Nov. 27 -- As a U.S.-led war with Iraq looms dangerously on the horizon, there is a growing concern in the West about the backlash in the Arab World.

Anti-American sentiment has been on the rise within the Arab world in recent months. The tough rhetoric of the Bush administration, combined with the threat of an invasion of Iraq, and the ongoing violence between the Israelis and Palestinians is turning public opinion in the Arab world even farther against the United States.

Sporadic acts of violence in recent weeks against Americans in the region have raised the level of concern for the United States. In the past month alone, there have been several attacks on American soldiers in Kuwait, the murder of an American diplomat in Jordan, and just last week, the killing of an American missionary in Lebanon.

A primary concern to the powers of the Western world is the reaction of the "Arab Street." Most Arab regimes have solid relations with the United States. Though not completely pro-American, these governments realize the benefit of good standing with the world's only superpower.

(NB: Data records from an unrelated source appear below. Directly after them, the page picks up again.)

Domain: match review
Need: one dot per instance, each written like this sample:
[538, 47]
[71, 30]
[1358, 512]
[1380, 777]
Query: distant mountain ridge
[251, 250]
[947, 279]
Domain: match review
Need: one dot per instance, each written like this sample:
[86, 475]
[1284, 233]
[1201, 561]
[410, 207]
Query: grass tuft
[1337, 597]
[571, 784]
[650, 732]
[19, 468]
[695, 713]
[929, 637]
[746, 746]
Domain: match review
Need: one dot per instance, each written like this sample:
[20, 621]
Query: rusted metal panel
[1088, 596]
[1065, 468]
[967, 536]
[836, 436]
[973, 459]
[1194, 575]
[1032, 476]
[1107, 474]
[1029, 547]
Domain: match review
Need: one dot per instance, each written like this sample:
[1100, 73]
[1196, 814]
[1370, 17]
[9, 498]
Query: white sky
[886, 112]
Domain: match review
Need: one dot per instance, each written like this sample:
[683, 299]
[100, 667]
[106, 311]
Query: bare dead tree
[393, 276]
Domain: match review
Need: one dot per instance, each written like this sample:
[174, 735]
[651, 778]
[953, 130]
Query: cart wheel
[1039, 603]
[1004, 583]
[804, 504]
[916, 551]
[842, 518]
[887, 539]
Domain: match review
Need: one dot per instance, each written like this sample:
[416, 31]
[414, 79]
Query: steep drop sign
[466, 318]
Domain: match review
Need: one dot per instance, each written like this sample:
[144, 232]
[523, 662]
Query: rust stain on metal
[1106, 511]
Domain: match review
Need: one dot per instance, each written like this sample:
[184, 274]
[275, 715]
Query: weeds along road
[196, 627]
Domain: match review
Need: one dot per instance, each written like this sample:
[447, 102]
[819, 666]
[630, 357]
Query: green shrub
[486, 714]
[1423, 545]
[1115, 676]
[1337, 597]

Arabs See United States as Supporters of Oppressive Regimes

This of course proves the great paradox of the Arab world.

It is no secret that the leaders in the Arab world are far more pro-American than their people are. The anti-Americanism of the Arab populace is directly connected to the idea that they view the United States as supporting the regimes they must live under. These regimes, which can be repressive, are not popular, and in many cases have questionable legitimacy.

Legitimate or not, one thing these regimes are not, is frail. In the modern era, not one of the regimes of the Arab world has been overthrown. They have become masters at retaining power and putting down any attempt to challenge their authority. Though they allow some outlet for discontent, the Arab governments know how to keep a lid on the simmering pot.

"You're free in the Arab world to demonstrate, as long as what you want to demonstrate about is some vast abstract cause like anti-Americanism or anti-Zionism," says Newsweek International editor Fareed Zakaria. "You're absolutely not free to demonstrate against your rulers."